La révolte des chiites saoudiens

Par Mai Yamani*
Le 24 février dernier, de violents affrontements ont opposé des pèlerins chiites à la police religieuse et aux forces de police saoudiennes à l'entrée de la mosquée du prophète Mohammad à Médine. Autant la date que le lieu des heurts pourraient avoir de graves conséquences pour la sécurité nationale, voire pour le régime saoudien.
Quelque 2 000 pèlerins chiites s'étaient rassemblés près de la mosquée qui abrite la tombe du Prophète pour commémorer la date de sa mort, une pratique religieuse que la secte wahhabite au pouvoir juge hérétique et idolâtre.
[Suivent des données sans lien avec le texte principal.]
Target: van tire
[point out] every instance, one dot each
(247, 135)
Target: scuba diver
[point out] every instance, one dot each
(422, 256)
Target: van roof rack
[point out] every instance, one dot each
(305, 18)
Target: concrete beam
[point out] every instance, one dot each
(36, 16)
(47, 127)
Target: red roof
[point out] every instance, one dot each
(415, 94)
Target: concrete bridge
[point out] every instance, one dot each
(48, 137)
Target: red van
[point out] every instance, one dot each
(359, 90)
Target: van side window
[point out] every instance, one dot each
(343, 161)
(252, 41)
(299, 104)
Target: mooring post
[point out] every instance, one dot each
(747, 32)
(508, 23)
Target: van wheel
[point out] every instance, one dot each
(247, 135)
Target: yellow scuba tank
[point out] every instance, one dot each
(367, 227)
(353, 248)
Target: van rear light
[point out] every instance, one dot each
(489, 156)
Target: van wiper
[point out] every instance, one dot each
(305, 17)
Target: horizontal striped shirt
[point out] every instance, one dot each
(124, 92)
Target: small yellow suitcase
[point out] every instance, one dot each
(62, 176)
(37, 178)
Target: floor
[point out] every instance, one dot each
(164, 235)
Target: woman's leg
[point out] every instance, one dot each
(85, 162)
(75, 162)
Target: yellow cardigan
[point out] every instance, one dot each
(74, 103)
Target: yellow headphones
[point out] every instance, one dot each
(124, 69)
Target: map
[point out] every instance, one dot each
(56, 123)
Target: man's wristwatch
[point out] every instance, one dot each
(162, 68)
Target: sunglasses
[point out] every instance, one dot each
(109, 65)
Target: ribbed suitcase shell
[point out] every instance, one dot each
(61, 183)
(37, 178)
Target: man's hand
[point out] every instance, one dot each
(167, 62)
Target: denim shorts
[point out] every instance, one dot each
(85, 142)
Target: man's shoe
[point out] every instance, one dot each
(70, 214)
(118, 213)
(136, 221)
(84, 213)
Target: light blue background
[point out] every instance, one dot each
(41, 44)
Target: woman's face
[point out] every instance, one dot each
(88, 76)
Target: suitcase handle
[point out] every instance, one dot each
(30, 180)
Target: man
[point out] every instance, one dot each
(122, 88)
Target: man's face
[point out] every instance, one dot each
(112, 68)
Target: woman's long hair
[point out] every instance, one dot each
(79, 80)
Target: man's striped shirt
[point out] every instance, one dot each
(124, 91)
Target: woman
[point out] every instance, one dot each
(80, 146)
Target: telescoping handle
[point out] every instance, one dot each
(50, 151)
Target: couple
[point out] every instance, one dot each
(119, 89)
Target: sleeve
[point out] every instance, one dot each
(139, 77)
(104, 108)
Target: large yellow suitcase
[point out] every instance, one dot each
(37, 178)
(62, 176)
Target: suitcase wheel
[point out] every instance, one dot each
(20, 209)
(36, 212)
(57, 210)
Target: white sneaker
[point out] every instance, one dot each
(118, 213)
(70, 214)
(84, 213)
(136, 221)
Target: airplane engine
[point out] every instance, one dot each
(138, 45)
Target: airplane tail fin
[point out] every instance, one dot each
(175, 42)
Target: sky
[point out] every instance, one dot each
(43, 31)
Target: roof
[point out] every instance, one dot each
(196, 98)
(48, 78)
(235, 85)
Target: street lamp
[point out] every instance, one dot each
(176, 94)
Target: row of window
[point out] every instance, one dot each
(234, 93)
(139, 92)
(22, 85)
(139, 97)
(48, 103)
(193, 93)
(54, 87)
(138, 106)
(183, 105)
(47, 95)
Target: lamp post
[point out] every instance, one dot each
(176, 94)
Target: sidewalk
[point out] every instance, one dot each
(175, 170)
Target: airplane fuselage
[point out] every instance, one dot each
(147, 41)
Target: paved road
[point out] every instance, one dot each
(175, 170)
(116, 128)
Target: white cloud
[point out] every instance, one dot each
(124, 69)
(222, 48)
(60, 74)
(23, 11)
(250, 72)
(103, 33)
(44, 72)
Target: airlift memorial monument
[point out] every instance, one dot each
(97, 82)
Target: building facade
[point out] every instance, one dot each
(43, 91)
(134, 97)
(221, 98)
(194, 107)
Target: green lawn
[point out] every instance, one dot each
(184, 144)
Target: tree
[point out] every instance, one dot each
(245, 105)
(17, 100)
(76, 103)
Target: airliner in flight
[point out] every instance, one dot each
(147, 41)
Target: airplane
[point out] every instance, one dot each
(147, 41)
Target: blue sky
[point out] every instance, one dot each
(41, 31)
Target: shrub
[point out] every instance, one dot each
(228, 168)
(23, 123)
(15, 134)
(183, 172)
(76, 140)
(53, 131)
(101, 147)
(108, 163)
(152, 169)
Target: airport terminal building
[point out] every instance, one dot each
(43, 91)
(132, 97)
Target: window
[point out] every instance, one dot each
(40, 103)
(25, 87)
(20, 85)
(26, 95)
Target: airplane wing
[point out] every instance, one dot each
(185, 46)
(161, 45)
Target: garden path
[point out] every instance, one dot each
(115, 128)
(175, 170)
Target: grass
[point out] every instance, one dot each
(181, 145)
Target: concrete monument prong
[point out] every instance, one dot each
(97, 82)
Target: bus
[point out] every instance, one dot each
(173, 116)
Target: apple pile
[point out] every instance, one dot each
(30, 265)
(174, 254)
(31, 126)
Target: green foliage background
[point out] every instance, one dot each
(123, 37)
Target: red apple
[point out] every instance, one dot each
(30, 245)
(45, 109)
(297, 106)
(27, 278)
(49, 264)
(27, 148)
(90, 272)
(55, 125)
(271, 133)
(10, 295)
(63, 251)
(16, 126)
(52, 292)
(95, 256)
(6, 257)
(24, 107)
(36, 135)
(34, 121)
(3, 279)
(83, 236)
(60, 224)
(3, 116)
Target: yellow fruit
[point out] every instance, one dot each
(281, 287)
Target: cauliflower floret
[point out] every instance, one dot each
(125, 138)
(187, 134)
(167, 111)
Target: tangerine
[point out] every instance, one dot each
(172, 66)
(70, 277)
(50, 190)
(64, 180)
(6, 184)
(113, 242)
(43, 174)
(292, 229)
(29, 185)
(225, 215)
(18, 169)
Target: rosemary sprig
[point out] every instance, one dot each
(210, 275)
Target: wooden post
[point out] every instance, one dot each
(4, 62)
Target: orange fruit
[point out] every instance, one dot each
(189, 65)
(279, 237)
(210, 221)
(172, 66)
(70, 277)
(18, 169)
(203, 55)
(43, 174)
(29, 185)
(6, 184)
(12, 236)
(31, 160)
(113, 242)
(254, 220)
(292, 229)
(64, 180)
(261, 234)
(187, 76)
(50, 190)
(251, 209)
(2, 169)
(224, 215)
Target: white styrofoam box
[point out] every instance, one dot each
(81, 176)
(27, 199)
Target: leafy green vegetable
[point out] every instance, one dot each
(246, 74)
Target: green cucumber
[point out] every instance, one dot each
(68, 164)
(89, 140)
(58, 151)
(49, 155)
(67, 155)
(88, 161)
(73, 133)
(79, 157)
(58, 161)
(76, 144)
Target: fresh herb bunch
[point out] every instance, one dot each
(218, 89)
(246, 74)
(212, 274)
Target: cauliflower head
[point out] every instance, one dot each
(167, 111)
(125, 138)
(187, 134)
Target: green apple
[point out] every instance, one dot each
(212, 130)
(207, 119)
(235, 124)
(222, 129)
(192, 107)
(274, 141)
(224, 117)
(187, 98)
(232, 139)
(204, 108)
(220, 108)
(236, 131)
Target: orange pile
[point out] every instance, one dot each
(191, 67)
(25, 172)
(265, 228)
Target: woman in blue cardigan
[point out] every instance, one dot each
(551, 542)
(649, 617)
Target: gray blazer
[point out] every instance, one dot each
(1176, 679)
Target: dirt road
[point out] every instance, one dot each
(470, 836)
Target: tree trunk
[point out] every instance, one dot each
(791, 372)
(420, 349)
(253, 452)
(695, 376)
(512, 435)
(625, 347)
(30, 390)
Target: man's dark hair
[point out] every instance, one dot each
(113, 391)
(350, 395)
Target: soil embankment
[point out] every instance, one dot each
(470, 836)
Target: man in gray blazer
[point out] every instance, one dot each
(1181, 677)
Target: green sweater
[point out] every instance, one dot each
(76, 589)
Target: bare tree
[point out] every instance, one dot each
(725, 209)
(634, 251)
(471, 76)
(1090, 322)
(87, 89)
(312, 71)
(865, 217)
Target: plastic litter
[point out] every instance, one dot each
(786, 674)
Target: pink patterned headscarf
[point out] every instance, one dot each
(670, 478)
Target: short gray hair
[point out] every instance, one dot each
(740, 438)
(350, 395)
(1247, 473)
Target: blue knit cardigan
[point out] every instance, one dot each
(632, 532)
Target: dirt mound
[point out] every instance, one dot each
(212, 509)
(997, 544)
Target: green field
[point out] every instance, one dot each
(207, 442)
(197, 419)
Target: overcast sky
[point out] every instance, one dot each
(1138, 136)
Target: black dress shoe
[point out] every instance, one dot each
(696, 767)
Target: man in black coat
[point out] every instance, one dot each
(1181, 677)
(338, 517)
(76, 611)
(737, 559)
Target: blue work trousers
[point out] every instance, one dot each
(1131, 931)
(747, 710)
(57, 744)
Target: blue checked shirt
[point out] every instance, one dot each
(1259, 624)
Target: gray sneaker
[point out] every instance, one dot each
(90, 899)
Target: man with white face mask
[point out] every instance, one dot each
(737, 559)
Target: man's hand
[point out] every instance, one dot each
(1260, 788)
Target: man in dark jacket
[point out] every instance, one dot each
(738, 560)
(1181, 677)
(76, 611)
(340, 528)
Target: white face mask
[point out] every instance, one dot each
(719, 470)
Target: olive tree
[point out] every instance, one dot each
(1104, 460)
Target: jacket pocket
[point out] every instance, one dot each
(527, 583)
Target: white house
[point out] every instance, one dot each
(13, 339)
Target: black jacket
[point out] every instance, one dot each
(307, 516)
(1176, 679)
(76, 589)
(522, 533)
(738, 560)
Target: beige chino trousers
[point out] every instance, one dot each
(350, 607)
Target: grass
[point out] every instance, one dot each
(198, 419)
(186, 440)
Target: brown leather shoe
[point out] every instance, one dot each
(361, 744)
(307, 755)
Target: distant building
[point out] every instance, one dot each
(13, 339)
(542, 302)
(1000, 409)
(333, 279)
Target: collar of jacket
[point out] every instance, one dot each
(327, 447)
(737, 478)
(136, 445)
Pour cette raison, la police religieuse (Mutawa'ah) du Comité de la promotion de la vertu et de la prévention du vice, armée de bâtons et appuyée par les forces de police qui tiraient en l'air, a tenté de disperser les pèlerins, qui ont résisté. Trois d'entre eux ont été tués et des centaines de personnes ont été blessées dans la panique qui s'est ensuivie. Plusieurs pèlerins sont toujours détenus, dont 15 adolescents. Peu après les incidents, une délégation de la communauté chiite saoudienne a cherché à obtenir une entrevue avec le roi Abdallah pour tenter de faire libérer les détenus. Le dialogue semblait être une stratégie prometteuse : dix jours plus tôt, Abdallah avait annoncé un ambitieux programme de réformes des institutions du pays. Mais le roi a refusé de recevoir la délégation chiite.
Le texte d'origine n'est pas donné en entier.